Analyze monoculture and co-culture dish simulations

In [ ]:
from scripts.stats.stats import stats
In [ ]:
stats(DATA_PATH_DISH_MONOCULTURE_FULL, RESULTS_PATH_DISH_MONOCULTURE_STATS, average=False)
stats(DATA_PATH_DISH_MONOCULTURE_FULL, RESULTS_PATH_DISH_MONOCULTURE_STATS_AVERAGE, average=True)
stats(DATA_PATH_DISH_COCULTURE_FULL, RESULTS_PATH_DISH_COCULTURE_STATS, average=False)
stats(DATA_PATH_DISH_COCULTURE_FULL, RESULTS_PATH_DISH_COCULTURE_STATS_AVERAGE, average=True)
stats(DATA_PATH_DISH_COCULTURE_DEFINED_HA, RESULTS_PATH_DISH_COCULTURE_STATS, average=False)
stats(DATA_PATH_DISH_COCULTURE_DEFINED_HA, RESULTS_PATH_DISH_COCULTURE_STATS_AVERAGE, average=True)

Example figure

Example co-culture dish heatmap.



4. Experimental literature data plotting

The main function (plot_kill_curve_exp_data) will plot experimental data kill curves using data extracted from a variety of reference papers. Each time this function is run the same output will be produced.

Workspace variables

  • RESULTS_PATH_EXPERIMENTAL_LITERATURE_KILL_CURVES variable indicates where to save plots based on extracted data from literature (.svg files as a result of plotting)
In [ ]:
RESULTS_PATH_EXPERIMENTAL_LITERATURE_KILL_CURVES = 'path/to/figures/experimental/literature/kill/curves/'

Plot experimental literature data

In [ ]:
from scripts.plot.plot_data import plot_kill_curve_exp_data
In [ ]:
plot_kill_curve_exp_data(RESULTS_PATH_EXPERIMENTAL_LITERATURE_KILL_CURVES)

Example figure

Example experimental literature data figure.

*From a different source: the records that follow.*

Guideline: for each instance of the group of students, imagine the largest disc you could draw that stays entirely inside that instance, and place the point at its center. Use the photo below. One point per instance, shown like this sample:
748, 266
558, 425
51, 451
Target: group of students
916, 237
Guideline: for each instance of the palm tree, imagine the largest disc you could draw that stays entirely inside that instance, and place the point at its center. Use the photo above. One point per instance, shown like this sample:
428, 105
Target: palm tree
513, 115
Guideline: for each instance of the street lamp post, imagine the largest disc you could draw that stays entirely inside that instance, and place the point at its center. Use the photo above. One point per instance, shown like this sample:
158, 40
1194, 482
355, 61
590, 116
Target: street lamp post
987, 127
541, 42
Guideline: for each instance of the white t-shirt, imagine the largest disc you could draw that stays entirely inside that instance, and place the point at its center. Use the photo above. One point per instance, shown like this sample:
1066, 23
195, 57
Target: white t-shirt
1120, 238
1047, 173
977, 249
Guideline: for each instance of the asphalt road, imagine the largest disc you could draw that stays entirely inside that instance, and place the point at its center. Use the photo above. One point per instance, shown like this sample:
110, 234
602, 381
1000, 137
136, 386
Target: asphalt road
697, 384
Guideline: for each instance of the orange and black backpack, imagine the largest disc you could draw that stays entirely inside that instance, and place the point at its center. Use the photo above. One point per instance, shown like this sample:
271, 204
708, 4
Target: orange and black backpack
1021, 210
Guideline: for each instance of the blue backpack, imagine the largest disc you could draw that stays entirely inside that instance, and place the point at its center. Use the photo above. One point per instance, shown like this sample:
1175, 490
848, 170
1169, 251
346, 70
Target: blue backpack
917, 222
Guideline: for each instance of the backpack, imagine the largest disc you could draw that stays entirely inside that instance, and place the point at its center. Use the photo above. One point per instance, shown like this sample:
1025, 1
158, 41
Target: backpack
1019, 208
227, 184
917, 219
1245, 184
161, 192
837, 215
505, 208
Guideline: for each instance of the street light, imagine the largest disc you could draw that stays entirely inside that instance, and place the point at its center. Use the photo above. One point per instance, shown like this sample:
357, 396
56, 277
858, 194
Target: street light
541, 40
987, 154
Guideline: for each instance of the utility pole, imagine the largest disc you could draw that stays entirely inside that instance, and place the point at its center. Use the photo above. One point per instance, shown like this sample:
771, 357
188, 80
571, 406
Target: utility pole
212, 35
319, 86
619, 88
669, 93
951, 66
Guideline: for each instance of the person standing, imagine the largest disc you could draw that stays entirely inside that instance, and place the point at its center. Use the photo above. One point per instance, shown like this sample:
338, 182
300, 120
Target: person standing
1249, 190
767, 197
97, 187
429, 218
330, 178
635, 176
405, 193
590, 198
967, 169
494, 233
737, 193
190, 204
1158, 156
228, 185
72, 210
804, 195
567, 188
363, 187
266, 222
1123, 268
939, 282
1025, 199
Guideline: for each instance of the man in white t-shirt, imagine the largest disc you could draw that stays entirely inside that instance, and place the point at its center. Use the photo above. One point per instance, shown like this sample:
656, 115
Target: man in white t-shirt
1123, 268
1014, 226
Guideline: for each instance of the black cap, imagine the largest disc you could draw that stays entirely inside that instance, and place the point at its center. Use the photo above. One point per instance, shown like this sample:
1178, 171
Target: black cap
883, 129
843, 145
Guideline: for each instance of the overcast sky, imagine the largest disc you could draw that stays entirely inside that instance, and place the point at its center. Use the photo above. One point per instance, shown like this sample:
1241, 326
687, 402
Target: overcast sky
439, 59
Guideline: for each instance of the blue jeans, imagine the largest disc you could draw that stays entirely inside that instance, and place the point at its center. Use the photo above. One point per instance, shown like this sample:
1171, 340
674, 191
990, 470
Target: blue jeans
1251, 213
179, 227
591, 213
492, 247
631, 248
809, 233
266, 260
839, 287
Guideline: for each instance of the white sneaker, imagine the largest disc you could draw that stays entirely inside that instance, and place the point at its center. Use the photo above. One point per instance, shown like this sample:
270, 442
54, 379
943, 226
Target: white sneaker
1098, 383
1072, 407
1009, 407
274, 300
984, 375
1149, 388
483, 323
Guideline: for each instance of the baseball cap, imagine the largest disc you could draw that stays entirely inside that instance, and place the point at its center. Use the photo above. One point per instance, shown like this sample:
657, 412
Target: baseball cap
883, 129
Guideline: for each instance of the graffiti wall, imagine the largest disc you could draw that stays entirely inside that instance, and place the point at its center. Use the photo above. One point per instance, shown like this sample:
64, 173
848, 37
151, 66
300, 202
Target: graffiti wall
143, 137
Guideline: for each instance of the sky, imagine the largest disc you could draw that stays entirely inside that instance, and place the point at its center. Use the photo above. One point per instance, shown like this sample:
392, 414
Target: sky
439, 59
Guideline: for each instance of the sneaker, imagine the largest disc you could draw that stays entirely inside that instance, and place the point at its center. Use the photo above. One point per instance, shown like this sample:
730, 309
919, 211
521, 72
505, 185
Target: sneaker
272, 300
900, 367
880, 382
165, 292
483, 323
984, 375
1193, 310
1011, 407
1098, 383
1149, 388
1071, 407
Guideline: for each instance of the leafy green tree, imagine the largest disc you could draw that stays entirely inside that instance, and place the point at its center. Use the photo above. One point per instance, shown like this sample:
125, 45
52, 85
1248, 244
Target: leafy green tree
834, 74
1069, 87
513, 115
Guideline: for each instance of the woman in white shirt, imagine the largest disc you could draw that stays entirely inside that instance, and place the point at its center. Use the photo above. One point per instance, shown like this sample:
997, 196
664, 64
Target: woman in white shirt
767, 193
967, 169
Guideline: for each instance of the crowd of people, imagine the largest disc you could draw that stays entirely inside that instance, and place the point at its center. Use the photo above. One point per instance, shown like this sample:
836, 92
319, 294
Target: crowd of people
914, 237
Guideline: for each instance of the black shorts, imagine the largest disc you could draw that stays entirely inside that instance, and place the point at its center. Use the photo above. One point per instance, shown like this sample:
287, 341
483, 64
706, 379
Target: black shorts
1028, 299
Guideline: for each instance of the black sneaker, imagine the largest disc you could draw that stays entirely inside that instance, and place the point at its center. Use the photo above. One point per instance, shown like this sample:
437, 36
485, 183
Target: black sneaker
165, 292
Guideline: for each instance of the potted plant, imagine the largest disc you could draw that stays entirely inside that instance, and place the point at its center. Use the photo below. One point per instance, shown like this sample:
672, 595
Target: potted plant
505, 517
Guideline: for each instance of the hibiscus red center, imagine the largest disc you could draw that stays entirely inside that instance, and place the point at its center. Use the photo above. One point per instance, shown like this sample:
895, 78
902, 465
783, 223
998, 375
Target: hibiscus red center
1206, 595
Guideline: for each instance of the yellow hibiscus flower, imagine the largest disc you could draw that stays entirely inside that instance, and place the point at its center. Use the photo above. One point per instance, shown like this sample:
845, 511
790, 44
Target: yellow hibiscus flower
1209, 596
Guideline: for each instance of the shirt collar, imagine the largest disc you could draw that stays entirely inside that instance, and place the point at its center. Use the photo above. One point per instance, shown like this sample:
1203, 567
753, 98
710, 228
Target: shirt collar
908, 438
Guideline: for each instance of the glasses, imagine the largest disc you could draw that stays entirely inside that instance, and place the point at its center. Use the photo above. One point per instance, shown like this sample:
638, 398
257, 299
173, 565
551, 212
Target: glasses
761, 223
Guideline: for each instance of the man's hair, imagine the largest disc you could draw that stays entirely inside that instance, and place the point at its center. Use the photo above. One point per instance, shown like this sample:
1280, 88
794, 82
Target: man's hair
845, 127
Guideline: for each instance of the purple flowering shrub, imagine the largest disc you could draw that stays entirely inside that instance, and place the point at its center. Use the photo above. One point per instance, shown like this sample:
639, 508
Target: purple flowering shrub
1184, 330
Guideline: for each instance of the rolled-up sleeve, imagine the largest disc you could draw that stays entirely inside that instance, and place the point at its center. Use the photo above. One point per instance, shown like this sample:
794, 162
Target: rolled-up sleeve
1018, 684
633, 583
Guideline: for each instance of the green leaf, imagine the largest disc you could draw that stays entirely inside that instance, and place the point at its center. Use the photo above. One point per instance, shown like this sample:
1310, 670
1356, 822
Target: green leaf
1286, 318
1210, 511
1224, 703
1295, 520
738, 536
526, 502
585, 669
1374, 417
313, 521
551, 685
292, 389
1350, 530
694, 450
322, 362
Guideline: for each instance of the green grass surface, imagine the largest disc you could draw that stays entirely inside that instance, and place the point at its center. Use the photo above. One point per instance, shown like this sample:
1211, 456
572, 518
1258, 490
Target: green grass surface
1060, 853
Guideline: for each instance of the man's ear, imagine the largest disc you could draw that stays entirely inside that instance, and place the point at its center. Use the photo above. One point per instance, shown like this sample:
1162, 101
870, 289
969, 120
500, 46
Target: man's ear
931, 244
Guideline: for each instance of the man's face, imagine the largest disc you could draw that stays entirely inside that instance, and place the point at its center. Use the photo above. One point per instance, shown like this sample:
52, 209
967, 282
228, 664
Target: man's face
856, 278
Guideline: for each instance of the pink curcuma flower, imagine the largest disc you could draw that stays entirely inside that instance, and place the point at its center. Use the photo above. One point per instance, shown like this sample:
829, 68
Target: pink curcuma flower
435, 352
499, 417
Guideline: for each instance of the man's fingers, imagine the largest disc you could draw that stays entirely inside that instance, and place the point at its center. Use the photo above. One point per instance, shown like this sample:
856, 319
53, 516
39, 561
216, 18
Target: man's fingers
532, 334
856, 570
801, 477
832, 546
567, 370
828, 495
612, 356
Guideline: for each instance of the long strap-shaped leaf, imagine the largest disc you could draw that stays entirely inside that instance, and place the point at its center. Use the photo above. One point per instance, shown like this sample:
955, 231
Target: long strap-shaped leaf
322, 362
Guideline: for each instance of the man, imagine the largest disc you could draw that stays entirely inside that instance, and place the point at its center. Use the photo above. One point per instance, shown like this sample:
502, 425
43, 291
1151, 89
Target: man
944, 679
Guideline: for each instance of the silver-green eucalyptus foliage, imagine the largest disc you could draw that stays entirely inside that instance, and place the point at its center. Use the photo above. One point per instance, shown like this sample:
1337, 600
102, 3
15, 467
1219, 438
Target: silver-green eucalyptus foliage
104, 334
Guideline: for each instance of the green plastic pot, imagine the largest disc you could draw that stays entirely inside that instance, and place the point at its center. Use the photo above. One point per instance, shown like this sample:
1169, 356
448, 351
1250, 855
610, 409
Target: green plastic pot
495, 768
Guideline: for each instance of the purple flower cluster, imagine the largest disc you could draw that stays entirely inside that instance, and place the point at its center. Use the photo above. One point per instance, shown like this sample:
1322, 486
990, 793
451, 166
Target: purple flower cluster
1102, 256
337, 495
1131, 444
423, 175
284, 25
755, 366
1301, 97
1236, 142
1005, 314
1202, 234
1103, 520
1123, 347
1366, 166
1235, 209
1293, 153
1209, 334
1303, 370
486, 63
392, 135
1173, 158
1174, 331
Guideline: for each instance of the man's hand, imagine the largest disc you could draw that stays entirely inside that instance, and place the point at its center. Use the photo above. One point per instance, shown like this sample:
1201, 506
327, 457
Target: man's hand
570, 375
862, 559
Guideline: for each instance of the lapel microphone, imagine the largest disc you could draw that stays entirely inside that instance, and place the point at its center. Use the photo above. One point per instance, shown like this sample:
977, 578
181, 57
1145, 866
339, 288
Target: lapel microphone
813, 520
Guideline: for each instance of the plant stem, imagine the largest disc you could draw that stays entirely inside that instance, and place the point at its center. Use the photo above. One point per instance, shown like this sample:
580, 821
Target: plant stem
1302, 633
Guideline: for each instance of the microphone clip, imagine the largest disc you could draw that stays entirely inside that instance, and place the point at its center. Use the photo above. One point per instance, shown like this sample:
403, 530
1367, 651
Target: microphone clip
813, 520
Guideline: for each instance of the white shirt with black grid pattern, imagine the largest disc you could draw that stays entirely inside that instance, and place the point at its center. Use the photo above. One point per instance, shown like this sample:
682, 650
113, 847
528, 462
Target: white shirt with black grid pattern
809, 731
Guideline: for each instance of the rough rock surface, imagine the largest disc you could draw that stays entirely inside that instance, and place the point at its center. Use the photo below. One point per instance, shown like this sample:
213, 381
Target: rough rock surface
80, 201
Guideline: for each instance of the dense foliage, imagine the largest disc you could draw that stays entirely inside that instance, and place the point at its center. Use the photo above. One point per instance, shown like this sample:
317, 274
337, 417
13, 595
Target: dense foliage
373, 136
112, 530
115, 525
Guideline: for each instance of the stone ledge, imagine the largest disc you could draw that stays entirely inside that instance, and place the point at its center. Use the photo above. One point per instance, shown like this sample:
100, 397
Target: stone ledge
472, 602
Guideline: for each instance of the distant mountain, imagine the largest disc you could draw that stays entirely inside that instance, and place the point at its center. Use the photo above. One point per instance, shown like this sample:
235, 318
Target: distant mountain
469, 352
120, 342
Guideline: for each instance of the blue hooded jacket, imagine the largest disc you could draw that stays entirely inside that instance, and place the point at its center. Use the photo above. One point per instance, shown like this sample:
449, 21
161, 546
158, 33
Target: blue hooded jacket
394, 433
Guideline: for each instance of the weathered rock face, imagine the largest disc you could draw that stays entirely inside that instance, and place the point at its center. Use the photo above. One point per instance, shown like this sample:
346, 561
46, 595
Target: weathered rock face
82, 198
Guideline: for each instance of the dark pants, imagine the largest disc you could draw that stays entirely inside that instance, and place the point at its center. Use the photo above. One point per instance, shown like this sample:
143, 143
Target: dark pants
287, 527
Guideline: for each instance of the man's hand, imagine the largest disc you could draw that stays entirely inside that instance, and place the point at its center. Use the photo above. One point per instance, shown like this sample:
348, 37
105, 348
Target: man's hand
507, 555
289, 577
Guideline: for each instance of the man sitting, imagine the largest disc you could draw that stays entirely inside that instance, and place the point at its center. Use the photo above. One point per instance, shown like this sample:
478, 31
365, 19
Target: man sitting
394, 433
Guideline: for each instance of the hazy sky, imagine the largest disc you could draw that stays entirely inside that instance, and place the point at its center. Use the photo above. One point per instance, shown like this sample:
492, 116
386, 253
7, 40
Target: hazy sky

5. Tissue data processing & plotting

Only a subset of tissue simulations was generated. This set are those that showed effective treatment in the realistic co-culture dish context.


5.1 Parse tissue data

The main parsing function (parse) iterates through each file in the data path and parses each simulation instance, extracting fields from the simulation setup, cells, and environment.

The parsed arrays are organized as:

{ "setup": { "radius": R, "height": H, "time": [], "pops": [], "types": [], "coords": [] }, "agents": (N seeds) x (T timepoints) x (H height) x (C coordinates) x (P positions), "environments": { "glucose": (N seeds) x (T timepoints) x (H height) x (R radius) "oxygen": (N seeds) x (T timepoints) x (H height) x (R radius) "tgfa": (N seeds) x (T timepoints) x (H height) x (R radius) "IL-2": (N seeds) x (T timepoints) x (H height) x (R radius) } }

where each entry in the agents array is a structured entry of the shape:

"pop" int8 population code "type" int8 cell type code "volume" int16 cell volume (rounded) "cycle" int16 average cell cycle length (rounded) The parse.py file contains general parsing functions.

Parsing can take some time.

Workspace variables

Set up workspace variables for parsing simulations.

  • DATA_PATH variables are the path to simulation output data files (.tar.xz files of compressed simulation outputs)
  • RESULTS_PATH variables are the path for result files (.pkl files generated by parsing)
In [ ]:
DATA_PATH_TISSUE_TAR = 'path/to/tissue/files/tars/'
RESULTS_PATH_TISSUE_PKL = 'path/to/tissue/files/pkls/'

Parse tissue simulations

In [ ]:
from scripts.parse.parse import parse
In [ ]:
parse(DATA_PATH_TISSUE_TAR, RESULTS_PATH_TISSUE_PKL)

5.2 Analyze parsed tissue data

Each main analyzing function (analyze_cells, analyze_env, analyze_spatial, and analyze_lysis) iterate through each parsed file (.pkl) in the data path and analyzes each simulation instance, extracting fields from the simulation setup, cells, and environment depending on the function.

analyze_cells collects cell counts for each population and state over time (files produced will end with ANALYZED).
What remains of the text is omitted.